Hace ya tiempo que dejé por su total ineficacia el tratamiento en cuestión, pero no me decidía a pedir cita con el oftalmólogo. Por hartazgo de médicos. Por miedo: la profesión médica ha pasado en un tiempo récord de no encontrarme nunca nada y recomendarme la visita al psiquiatra a sólo descubrirme trastornos espeluznantes. Y, cómo no, por tacañería: en el mejor de los casos no me libro de dar el sablazo a mis menguantes ahorros para sufragar las nuevas gafas.
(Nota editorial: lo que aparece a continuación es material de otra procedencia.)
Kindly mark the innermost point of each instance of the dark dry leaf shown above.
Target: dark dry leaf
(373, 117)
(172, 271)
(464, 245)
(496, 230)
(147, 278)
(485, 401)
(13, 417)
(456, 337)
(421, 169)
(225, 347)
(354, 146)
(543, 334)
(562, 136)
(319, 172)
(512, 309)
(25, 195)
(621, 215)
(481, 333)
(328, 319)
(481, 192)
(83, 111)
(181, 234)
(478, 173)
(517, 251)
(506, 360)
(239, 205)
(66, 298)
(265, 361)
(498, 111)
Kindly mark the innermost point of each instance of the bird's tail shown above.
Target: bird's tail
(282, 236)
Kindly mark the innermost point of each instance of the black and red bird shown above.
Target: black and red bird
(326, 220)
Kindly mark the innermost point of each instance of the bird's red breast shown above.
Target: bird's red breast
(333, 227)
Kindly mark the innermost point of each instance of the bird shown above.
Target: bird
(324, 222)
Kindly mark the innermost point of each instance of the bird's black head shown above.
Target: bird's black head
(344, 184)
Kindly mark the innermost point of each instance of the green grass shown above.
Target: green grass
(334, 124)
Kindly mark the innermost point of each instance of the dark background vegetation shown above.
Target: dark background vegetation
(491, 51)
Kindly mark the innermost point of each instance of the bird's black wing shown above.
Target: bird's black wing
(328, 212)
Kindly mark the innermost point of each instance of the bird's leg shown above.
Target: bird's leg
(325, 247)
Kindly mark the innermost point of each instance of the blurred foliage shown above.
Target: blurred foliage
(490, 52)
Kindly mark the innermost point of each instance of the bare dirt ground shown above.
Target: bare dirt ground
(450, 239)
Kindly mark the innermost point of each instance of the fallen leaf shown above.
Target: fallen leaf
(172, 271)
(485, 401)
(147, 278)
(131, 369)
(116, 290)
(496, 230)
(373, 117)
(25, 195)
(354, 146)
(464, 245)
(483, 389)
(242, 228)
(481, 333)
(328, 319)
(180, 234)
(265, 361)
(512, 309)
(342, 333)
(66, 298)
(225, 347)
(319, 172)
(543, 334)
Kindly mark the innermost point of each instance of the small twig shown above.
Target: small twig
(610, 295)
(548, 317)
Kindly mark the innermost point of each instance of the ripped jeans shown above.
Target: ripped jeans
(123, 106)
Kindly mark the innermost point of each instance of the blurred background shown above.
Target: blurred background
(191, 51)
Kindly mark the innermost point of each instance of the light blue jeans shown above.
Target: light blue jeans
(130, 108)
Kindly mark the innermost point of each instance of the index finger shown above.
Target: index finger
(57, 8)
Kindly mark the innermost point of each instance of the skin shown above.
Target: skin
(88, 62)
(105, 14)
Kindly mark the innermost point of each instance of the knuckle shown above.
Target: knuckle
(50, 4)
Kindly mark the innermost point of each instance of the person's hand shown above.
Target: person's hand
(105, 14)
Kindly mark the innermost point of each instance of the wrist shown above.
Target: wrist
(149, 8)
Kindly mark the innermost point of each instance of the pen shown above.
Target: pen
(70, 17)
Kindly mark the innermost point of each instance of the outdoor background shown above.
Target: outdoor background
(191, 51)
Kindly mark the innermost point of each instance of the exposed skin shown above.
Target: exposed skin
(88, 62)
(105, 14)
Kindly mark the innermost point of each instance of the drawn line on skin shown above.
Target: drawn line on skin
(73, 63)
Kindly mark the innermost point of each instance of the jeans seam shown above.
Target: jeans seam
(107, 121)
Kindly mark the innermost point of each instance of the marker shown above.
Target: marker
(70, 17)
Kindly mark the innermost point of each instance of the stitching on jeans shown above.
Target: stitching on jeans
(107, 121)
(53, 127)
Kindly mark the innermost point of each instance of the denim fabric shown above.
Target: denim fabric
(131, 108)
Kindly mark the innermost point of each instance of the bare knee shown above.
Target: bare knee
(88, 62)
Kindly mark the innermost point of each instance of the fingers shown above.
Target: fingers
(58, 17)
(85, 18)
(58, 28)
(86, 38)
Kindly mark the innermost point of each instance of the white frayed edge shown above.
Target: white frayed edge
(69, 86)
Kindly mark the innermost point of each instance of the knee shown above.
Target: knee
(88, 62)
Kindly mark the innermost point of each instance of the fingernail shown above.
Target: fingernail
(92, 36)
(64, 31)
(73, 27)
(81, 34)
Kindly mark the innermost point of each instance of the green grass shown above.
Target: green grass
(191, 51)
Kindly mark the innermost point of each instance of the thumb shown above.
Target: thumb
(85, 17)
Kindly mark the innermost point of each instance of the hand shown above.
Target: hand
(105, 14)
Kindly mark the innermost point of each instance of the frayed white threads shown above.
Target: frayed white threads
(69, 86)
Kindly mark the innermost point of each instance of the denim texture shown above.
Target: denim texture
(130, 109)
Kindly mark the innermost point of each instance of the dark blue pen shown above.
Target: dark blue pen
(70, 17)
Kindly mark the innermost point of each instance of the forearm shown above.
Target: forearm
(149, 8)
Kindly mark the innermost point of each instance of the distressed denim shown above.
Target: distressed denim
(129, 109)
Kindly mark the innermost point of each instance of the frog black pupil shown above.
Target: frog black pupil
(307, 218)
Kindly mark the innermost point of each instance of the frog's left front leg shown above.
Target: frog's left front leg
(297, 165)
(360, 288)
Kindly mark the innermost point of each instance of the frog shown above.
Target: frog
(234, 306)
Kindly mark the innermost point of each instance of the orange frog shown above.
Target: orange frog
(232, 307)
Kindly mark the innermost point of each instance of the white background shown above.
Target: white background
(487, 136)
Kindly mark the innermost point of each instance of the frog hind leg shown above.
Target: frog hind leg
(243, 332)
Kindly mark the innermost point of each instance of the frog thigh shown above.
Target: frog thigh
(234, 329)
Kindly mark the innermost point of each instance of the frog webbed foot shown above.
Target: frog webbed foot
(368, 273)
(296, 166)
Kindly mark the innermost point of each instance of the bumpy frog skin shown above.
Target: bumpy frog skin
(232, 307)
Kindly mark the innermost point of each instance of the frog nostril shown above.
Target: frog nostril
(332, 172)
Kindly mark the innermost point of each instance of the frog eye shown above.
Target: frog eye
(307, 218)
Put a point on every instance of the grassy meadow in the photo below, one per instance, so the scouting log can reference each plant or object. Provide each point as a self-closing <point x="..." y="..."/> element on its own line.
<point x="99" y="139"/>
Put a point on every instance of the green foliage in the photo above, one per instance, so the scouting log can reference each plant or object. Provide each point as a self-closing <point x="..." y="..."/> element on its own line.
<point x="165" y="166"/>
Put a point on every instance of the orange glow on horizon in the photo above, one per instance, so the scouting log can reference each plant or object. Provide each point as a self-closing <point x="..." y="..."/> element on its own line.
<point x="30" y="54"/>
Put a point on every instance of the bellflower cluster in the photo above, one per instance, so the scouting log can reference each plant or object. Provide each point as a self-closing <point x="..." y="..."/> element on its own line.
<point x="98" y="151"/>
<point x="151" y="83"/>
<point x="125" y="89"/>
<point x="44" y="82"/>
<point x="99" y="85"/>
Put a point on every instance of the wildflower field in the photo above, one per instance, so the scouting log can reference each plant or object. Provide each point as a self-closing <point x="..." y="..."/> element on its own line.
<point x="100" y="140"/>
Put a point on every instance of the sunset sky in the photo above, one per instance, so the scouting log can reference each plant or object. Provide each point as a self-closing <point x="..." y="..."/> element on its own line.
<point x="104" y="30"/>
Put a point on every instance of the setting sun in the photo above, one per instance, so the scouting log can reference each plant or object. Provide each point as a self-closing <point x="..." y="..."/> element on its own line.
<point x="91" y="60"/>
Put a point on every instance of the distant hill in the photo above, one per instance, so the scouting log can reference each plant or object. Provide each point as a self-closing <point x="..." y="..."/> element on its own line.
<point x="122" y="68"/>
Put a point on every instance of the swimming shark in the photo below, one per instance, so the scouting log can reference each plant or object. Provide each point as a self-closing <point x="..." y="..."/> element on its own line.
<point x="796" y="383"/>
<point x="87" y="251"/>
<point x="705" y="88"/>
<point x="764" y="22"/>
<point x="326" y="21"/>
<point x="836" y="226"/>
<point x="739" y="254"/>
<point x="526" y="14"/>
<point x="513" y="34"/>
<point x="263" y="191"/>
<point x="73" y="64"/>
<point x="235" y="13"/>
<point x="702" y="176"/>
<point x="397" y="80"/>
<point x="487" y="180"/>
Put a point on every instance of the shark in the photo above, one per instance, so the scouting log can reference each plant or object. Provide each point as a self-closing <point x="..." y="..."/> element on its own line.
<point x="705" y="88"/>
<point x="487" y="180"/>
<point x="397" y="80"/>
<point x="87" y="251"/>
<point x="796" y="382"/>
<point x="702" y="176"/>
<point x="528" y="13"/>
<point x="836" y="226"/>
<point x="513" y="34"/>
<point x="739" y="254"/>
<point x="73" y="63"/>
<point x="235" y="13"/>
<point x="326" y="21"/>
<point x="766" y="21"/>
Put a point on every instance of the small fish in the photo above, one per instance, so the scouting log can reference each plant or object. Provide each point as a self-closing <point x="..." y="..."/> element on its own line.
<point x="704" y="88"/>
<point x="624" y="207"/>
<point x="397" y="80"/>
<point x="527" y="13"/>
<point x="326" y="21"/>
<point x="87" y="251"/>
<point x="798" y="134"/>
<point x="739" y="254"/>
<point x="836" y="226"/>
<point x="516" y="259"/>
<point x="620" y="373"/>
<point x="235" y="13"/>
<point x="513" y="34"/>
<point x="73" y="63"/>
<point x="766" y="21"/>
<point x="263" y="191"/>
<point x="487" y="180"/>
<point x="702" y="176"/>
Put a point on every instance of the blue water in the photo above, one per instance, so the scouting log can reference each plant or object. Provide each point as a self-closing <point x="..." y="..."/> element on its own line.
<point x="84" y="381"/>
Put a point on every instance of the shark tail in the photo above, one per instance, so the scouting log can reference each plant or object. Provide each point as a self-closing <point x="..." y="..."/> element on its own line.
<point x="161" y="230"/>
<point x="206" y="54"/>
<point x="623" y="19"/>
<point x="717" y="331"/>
Pero es que no puedo seguir así, viendo grosso modo lo que está lejos, decidiendo si saludar o no a esa persona que viene, decidida, en mi dirección. El espacio lejano pierde sus contornos, aunque lo grave es que el tiempo futuro también, y creo firmemente que se debe a esa falta de nitidez visual. Negaré haber dicho o escrito esto ante cualquier tribunal médico o judicial, porque, como se atreva alguien a volverme a derivar a un psiquiatra, no respondo de mis actos. Veo sin la definición de antaño lo lejano, y me invade el pesimismo ante un futuro tan oscuro e impredecible. Y lo cercano… Por la gracia de estos cristales reutilizados, mil veces arrastrados por mesas y suelos, imposibles de limpiar con firmeza sin sacarlos de sus goznes, todo lo que podría aún ver con detalle, lo que leo o escribo, esas minucias tan bellas que nos salvan cotidianamente de la desesperación (ese lunar en el cuello de un niño o los increíbles cambios de color del iris) aparecen veladas por estas lentes sobrexplotadas. De modo que, sí, cuesten lo que cuesten, y a falta de un poeta que vea por mí*, necesito otras gafas.




*Veré por ti

«Me desconozco», dices; mas mira, ten por cierto
que a conocerse empieza el hombre cuando clama
«me desconozco», y llora;
entonces a sus ojos el corazón abierto
descubre de su vida la verdadera trama;
entonces es su aurora.

No, nadie se conoce, hasta que no le toca
la luz de un alma hermana que de lo eterno llega
y el fondo le ilumina;
tus íntimos sentires florecen en mi boca,
tu vista está en mis ojos, mira por mí, mi ciega,
mira por mí y camina.

«Estoy ciega», me dices; apóyate en mi brazo
y alumbra con tus ojos nuestra escabrosa senda
perdida en lo futuro;
veré por ti, confía; tu vista es este lazo
que a ti me ató, mis ojos son para ti la prenda
de un caminar seguro.

¿Qué importa que los tuyos no vean el camino,
si dan luz a los míos y me lo alumbran todo
con su tranquila lumbre?
Apóyate en mis hombros, confíate al Destino,
veré por ti, mi ciega, te apartaré del lodo,
te llevaré a la cumbre.

Y allí, en la luz envuelta, se te abrirán los ojos,
verás cómo esta senda tras de nosotros lejos,
se pierde en lontananza
y en ella de esta vida los míseros despojos,
y abrírsenos radiante del cielo a los reflejos
lo que es hoy esperanza.

Miguel de Unamuno, "Incidentes afectivos" (1906).